Buying around the holidays may be stressful, but real estate agents have pushed buyers to keep searching and sellers to keep doors open for years.

December and January typically have the least amount of homes on the market each year, with both months accounting for roughly 12 percent of new listings all year the past several years.

Still, analysts say there are increasingly more reasons to buy or sell during the holidays. Real estate agents say buyers can often negotiate lower prices because there is not as much competition and says an increase in international buyers without the same calendar (such as wealthy Chinese buyers) is one reason not to take off for vacation.

The competition is also getting more fierce, making it all the more important to keep up the search. The average San Diego County single-family home stayed on the market for just 41 days this year. Last year it was 47 days. In 2013, 50 days. And in 2012, 76 days.

Most homes sold during the holiday don’t close escrow until January and February, which make up the two slowest months of the year. January is always the most sluggish, making up just 6 percent or less of yearly sales for the last four years, CoreLogic data shows.

The majority of homes are sold in late spring and early summer, with 9.5 percent to 10.5 percent of sales closing in June the last four years. In 2014, 3,698 homes closed escrow in June, whereas 2,338 closed in January.

Chris Anderson, president of the Greater San Diego Association of Realtors, said she pushes homeowners to sell during the holidays because it benefits both sides. Also, she said houses always look nicer because they are gussied up for the holidays.

“From a buyer’s standpoint, they will be able to go in and negotiate a little more because it is very rare (sellers) get an offer this time of year,” she said. “Sellers are more willing to give a little bit more.”

Taking out a mortgage, changing a residence and major holidays are listed as some of the most stressful life events for adults, says the Holmes and Rahe Stress scale, a tool developed by psychiatrists to determine how stress relates to illness.

Yet, meeting the best buyer or seller can’t wait for ideal life circumstances, Patti McKelvey of McMillin Realty said.

“Some people don’t really have a choice. If they’re being transferred to Boston and they have to have their house sold now, that’s the reality,” she said. “It may be stressful, but it’s also real life.”

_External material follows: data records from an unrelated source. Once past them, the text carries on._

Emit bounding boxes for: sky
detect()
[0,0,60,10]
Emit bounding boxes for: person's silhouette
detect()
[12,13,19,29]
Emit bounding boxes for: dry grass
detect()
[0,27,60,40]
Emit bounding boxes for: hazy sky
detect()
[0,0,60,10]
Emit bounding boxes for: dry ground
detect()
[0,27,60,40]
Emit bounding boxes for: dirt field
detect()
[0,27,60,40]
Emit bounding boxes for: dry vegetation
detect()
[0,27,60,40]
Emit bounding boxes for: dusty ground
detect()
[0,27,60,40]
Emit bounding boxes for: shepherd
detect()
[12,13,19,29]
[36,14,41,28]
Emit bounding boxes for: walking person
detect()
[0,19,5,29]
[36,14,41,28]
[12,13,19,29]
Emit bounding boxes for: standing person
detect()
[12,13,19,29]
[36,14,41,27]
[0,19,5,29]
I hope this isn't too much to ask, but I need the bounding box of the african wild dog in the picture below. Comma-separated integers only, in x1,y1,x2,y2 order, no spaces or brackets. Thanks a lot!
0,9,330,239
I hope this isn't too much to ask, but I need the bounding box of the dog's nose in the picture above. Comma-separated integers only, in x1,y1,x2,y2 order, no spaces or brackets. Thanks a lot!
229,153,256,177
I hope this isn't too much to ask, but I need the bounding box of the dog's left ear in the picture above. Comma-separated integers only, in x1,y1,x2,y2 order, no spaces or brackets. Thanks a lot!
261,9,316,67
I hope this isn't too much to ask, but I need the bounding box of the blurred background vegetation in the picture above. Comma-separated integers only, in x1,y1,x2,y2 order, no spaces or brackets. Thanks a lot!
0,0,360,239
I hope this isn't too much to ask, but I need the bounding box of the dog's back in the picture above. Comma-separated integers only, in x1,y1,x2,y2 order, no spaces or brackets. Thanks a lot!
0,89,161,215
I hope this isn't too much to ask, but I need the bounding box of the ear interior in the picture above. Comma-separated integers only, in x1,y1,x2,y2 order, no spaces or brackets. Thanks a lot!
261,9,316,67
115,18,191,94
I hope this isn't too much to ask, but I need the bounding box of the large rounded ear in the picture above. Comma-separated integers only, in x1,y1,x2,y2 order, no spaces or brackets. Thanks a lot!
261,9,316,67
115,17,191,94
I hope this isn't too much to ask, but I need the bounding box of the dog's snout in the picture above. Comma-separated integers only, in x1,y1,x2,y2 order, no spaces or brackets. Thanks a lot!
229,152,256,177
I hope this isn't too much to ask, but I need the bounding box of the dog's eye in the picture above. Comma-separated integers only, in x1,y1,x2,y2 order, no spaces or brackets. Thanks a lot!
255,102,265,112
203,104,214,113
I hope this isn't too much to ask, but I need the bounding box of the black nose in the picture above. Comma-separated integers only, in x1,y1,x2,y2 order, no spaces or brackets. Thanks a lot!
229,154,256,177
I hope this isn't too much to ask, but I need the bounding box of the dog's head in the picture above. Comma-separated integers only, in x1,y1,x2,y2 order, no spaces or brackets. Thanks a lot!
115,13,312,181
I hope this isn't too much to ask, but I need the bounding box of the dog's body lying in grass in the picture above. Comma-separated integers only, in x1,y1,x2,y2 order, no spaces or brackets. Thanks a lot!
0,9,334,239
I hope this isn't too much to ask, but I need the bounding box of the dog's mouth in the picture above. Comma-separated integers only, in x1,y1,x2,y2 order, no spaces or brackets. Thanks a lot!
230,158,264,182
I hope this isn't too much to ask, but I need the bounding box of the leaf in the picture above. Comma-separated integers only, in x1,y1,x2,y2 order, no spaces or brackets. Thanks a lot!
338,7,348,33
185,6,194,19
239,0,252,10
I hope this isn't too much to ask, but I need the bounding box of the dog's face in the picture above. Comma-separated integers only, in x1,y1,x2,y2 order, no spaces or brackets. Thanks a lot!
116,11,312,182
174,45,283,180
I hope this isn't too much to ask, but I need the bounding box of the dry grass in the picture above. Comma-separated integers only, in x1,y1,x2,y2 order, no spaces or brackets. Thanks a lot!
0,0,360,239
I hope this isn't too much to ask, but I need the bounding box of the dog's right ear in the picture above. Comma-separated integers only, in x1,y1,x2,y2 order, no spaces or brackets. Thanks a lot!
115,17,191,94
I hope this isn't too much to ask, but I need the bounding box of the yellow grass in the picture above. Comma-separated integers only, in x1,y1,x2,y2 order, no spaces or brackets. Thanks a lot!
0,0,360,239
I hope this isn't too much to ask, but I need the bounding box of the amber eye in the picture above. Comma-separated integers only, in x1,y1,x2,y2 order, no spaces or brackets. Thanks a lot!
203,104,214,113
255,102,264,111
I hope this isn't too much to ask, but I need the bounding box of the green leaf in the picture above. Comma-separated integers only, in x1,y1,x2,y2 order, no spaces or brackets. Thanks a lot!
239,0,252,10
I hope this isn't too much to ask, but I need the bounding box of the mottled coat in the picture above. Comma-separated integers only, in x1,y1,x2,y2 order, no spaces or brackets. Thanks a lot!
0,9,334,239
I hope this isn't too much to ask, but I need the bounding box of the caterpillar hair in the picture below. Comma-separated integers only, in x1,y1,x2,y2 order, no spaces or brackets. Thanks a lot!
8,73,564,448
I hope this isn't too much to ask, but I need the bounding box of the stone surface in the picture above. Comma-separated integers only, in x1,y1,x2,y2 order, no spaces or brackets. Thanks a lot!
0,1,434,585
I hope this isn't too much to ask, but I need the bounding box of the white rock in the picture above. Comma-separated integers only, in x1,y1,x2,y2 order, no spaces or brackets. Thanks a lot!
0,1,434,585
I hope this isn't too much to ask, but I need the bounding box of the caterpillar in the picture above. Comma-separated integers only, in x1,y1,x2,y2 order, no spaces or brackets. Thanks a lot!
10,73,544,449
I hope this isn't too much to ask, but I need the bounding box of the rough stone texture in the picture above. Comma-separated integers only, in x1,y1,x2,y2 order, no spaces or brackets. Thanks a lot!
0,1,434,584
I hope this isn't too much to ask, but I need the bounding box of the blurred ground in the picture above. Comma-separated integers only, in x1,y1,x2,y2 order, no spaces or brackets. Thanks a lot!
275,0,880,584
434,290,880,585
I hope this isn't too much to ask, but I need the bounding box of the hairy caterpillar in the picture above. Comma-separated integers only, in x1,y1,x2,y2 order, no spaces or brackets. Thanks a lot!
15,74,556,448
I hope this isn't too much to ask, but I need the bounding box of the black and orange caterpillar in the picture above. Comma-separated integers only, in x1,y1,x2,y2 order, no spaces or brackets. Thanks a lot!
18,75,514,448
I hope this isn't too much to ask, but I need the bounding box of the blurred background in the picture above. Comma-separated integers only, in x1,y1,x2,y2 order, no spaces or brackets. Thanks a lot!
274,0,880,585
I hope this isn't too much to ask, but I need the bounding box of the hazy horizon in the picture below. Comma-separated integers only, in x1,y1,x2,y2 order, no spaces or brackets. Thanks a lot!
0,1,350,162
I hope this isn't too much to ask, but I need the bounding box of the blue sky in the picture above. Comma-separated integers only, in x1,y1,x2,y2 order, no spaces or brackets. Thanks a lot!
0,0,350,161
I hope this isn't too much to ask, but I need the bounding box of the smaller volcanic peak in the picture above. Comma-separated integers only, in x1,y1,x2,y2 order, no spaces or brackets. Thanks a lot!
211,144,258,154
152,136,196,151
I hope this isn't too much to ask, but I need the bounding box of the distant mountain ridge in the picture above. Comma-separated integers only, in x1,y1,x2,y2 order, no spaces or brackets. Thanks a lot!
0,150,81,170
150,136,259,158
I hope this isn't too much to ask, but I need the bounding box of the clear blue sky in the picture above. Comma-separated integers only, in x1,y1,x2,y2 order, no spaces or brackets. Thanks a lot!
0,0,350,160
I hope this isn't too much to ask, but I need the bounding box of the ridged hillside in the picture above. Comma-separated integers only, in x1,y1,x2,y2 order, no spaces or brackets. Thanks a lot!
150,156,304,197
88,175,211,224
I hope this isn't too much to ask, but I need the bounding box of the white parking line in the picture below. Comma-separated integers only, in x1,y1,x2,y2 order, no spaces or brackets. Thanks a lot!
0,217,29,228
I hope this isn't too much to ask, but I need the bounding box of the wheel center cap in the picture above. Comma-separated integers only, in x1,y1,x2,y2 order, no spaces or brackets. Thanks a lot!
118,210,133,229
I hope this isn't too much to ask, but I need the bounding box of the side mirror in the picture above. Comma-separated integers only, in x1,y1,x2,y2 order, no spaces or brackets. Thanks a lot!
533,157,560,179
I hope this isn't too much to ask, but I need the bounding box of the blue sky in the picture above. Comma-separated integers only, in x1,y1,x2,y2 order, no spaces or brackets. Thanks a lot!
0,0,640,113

She said this season is busier than it has been in the last two years, in part, because some buyers are worried about interest rates going up. Average long-term rates on a 30-year fixed-rate mortgage rose 0.02 percent this week to 3.95 percent amid expectations that the Federal Reserve will raise its key short-term interest rate next week, according to The Associated Press.

The seriousness of buyers and sellers during the holidays weeds out of people who slow down the process with those who really want to get a deal made, said Sue Herndon, an agent with Keller Williams Realty.

“The buyers that are looking really need to find a house, or they would be out doing what the rest of us are doing,” she said.

Although it may be a good time for sellers, it is more difficult for buyers because their are fewer homes for sale, notes Andrew LePage, data analyst for CoreLogic.

Wendy Rader said the toughest part of the search was finding homes for sale.

“June, July, August, part of September, there were 3 to 4 listings a day. It was heaven. There was something all the time,” she said. “In October, November, there’s probably one listing every four days.”

There were 7,238 homes for sale in August this year, said Multiple Listing Service. This month, there are 5,821.